Gou has continued to publicly flirt with the idea of a presidential bid despite losing the KMT primary to Han in July. The firebrand Kaohsiung mayor has become one the island's best-known -- and most divisive -- political leaders since his surprise win in the DPP's southern stronghold in November.

Han said he regretted Gou's move to withdraw from the KMT. Ma, the former president, and KMT Chairman Wu Den-yih were among several senior opposition figures who published advertisements in newspapers earlier Thursday urging Gou to support their nominee.

Gou built Foxconn from a maker of television knobs into a global powerhouse that is now Apple's biggest supplier and China's largest private employer. He also has ties to President Donald Trump, meeting the U.S. leader at the White House in May, weeks before stepping down as chairman of Hon Hai Precision Industry Co., Foxconn's main listed arm.

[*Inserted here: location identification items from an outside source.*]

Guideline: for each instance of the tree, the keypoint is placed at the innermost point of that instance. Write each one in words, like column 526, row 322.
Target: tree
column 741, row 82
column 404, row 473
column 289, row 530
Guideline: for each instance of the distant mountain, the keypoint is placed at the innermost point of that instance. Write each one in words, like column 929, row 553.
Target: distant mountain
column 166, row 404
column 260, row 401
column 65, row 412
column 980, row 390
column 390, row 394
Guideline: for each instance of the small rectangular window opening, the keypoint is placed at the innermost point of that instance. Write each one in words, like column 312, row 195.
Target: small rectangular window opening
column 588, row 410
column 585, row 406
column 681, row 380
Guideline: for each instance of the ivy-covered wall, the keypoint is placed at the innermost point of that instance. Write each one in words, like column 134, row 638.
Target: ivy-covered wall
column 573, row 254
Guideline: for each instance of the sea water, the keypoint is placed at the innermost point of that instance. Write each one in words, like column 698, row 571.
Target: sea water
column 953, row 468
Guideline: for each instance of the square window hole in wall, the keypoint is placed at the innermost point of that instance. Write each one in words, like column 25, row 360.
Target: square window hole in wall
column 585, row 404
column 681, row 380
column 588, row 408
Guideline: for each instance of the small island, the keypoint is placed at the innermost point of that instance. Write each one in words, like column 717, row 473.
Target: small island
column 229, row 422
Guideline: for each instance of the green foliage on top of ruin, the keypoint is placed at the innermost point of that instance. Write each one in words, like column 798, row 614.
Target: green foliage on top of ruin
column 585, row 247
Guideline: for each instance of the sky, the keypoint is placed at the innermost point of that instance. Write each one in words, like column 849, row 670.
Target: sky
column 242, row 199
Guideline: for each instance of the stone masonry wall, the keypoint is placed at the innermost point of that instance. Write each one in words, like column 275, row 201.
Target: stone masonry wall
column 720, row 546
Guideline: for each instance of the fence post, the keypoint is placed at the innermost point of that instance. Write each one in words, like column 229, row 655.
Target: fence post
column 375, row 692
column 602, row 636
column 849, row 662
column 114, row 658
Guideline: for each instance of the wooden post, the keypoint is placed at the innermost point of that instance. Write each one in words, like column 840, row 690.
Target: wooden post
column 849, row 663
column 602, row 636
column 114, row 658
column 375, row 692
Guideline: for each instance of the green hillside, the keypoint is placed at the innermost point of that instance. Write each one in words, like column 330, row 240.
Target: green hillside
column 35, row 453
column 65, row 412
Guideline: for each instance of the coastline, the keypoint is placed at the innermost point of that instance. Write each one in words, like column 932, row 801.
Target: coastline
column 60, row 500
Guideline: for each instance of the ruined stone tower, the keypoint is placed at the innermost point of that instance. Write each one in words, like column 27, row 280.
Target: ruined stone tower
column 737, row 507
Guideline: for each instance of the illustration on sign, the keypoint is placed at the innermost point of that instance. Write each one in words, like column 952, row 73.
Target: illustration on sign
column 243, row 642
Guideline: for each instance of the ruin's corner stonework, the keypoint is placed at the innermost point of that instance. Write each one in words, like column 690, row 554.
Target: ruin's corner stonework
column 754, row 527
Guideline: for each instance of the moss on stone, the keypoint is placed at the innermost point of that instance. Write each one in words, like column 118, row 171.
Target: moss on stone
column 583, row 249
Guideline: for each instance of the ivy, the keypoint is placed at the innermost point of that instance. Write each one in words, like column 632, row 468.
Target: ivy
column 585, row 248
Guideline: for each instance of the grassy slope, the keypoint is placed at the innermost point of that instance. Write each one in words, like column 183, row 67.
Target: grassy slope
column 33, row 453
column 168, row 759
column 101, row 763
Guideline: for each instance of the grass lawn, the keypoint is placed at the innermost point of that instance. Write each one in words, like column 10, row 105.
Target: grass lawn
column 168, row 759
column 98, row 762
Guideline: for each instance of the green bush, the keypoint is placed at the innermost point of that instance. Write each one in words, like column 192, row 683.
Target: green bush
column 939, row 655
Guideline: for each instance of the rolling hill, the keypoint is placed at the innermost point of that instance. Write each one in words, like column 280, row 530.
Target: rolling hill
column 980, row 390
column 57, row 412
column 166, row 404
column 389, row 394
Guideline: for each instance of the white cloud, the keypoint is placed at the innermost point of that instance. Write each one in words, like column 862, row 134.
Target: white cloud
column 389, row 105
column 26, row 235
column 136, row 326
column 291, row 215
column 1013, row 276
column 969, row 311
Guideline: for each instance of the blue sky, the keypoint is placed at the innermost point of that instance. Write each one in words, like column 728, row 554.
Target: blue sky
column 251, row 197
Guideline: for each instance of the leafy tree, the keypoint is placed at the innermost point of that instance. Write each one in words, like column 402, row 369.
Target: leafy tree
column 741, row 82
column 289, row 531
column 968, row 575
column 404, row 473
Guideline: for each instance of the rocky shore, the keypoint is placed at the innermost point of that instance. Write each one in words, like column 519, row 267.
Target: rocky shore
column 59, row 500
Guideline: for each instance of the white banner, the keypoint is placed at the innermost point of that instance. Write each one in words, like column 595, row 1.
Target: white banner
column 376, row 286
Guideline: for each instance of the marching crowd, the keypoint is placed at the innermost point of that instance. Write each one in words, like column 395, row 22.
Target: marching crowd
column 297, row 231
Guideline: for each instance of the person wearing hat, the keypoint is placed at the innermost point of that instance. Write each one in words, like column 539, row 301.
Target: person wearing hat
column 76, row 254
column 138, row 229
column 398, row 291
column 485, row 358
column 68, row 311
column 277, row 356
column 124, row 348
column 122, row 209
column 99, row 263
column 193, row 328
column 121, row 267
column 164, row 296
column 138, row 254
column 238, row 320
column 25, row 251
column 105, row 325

Shares in companies Gou controls rose after he quit the party Thursday, with FIH Mobile Ltd. surging more than 15% in Hong Kong and the group flagship Hon Hai rising 2% in Taipei.

Gou has been sending signals that he might mount an independent run for weeks, although he'll still need to collect around 280,000 signatures to get on the ballot. After assembling a campaign team, he confirmed last month that he was considering breaking from the KMT for a stand-alone bid.

"This conservative, hidebound party leadership is putting their own interests ahead of their party's and the party's interests ahead of the nation's," Gou's spokesman, Evelyn Tsai, told reporters Thursday. "Mr. Gou won't miss this party."